Mark Parkinson, President and CEO of the American Health Care Association and National Center for Assisted Living, said that "provider taxes and supplemental payment arrangements both have become very important financing sources for long term care providers."

"We welcome discussions with CMS on balancing adequate Medicaid base rates with the potentially devastating effects of any changes in Medicaid financing," he said. "This includes the vital need to protect provider taxes and supplemental payments, which are often used to offset inadequate base rates."

The proposed rule would also provide new definitions for Medicaid "base" and "supplemental" payments, which would allow CMS to better monitor and enforce statutory requirements around the non-federal share of Medicaid spending and requirements for upper payment limits.

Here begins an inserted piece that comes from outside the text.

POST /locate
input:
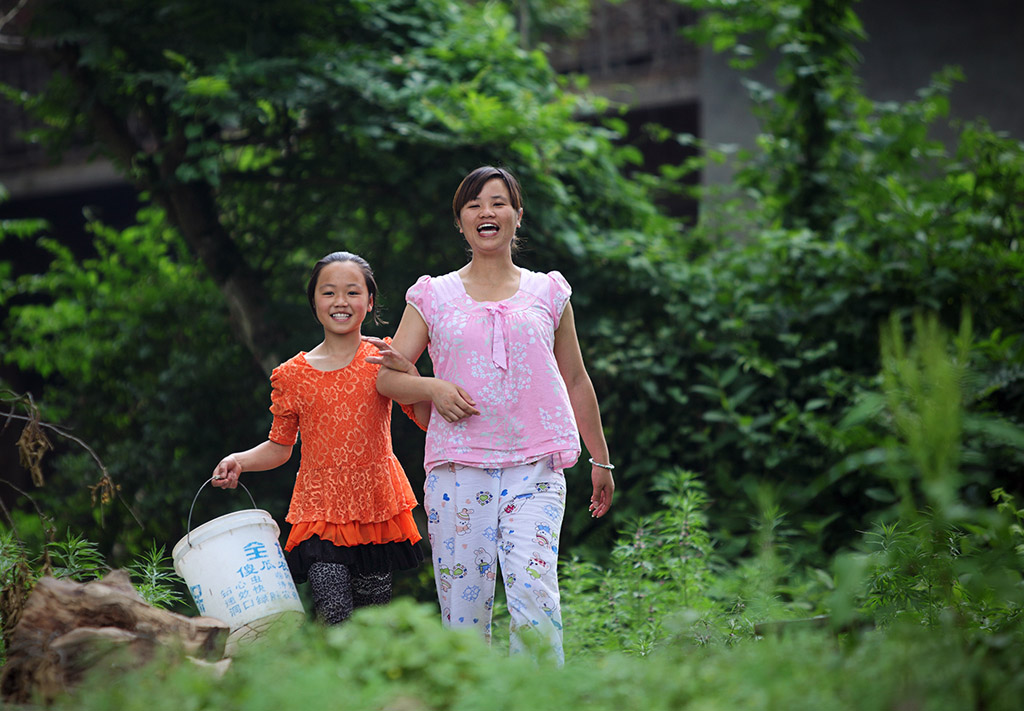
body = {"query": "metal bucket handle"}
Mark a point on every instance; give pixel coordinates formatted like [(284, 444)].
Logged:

It would also clarify definitions and processes associated with provider ownership categories to close loopholes that have allowed states to attempt to inappropriately fund their share of Medicaid expenditures and to be more consistent with the statute.

To ensure payments align with state and federal Medicaid goals, states would also be required to sunset supplemental payments and tax waivers after no more than three years, with the option to request renewal.

“We have seen a proliferation of payment arrangements that mask or circumvent the rules where shady recycling schemes drive up taxpayer costs and pervert the system. ”

John Commins is a content specialist and online news editor for HealthLeaders, a Simplify Compliance brand.


KEY TAKEAWAYS

The proposed Medicaid Fiscal Accountability Rule would crack down on impermissible financing arrangements. 

CMS says Medicaid supplemental payments have grown from 9.4% of all other Medicaid payments in 2010 to 17.5% in 2017. 

The proposed rule would also provide new definitions for Medicaid 'base' and 'supplemental' payments.

States would also be required to sunset supplemental payments and tax waivers after no more than three years, with the option to request renewal.